In recent months, there have been policy conversations percolating on Capitol Hill that call into question the expenditures of private family foundations. Specifically, there have been questions about (and subsequent policy proposals to address) a possible abuse in family foundation expenditures as it relates to administrative expenses (i.e., salaries, travel expenses, etc.) that are incurred by employed family members or descendants of the original donor(s). To investigate this, data on private foundation spending was collected and analyzed to assess whether there were significant differences between overhead expenses of family versus non-family foundations.
This study examines the ratio of charitable administrative expenses to qualifying distributions for private family foundations versus private independent (nonfamily) foundations. This ratio measures a foundation’s expenditures for charitable administrative expenses relative to its total expenditures for directly carrying out a charitable purpose (“qualifying distributions,” which include grants plus charitable administrative expenses). This paints a picture of how much a given foundation spends on salaries and benefits, office space, etc., as a percentage of total charitable expenditures. For example, if in a given year a foundation made $1,000,000 in qualifying distributions and spent $100,000 on charitable administrative expenses, its ratio would be 10%.
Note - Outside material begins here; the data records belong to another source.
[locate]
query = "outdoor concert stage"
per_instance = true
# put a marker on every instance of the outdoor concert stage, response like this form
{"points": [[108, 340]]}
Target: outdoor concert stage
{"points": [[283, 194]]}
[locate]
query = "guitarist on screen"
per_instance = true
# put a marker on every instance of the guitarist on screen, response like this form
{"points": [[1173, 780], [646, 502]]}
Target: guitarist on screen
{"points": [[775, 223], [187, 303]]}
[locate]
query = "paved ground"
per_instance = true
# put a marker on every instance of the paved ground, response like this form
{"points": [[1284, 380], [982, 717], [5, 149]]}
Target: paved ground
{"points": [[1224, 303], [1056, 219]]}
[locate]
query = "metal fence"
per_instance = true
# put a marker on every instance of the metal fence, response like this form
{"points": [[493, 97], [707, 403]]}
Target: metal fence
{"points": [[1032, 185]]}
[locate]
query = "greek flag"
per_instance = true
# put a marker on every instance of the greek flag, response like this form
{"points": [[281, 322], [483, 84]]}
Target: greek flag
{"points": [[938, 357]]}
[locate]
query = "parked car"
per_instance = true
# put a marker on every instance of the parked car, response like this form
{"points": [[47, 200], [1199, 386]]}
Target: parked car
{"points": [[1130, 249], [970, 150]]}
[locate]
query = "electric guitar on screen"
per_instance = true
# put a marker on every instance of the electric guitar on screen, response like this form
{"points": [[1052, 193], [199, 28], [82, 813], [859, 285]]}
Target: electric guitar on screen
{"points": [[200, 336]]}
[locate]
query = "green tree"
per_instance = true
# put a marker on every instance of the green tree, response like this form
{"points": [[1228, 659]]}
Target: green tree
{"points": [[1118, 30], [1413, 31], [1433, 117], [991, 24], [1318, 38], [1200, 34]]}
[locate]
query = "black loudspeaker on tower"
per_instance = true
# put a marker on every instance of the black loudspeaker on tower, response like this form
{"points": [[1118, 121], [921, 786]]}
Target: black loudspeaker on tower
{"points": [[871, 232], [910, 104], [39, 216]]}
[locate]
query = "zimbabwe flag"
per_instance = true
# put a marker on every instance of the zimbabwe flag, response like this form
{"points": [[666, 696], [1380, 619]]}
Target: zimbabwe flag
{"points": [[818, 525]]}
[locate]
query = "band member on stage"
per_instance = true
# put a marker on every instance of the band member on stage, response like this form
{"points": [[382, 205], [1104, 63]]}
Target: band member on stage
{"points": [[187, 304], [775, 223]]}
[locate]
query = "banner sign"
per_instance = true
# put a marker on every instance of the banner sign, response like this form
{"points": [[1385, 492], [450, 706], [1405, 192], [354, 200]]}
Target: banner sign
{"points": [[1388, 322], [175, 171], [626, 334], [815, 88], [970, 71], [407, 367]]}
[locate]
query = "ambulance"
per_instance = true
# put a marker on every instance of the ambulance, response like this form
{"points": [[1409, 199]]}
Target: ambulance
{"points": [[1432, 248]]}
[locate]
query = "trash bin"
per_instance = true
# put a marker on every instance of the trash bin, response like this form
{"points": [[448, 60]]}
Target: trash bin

The average administrative expense ratio among family foundations analyzed was 11%, whereas the average ratio among independent foundations analyzed was 15%.
Methodology:
The data set used in this study is comprised of information independently collected from the publicly available 2018 Form 990-PFs of 40 foundations: 20 family foundations and 20 independent foundations. The year 2018 was selected because it is the most recent year in which Form 990-PFs were available for all 40 foundations.
Classification as a family foundation versus an independent foundation is based on the composition of the board of trustees of each foundation in 2018. The investigation of familial relation between those board members and the original donor(s) is based on publicly available information from the foundation’s website, news articles and public biographies of the individuals. Furthermore, with the intent of capturing the best representation of private, non-operating foundations, all instances involving outlier operating circumstances (i.e., the execution of a “spend down” plan or other situations that may significantly alter typical spending practices) were excluded from the data set.
Findings:
The average administrative expense ratio among family foundations analyzed was 11%, whereas the average ratio among independent foundations analyzed was 15%. Thus, the family foundations analyzed in this study spend, on average, a smaller share of their total expenditures on administrative expenses compared to qualifying distributions than the independent foundations in this study.
The family foundation data set further illustrated a downward trend in the distribution of ratios — meaning that more of these foundations had lower expense ratios. The ratios among independent foundations were less evenly distributed and demonstrated no clear trend (see Figures 3 and 4 in the full report).
Ultimately, the data in this study do not suggest widespread misuse of foundation funds by family foundations for administrative expenses.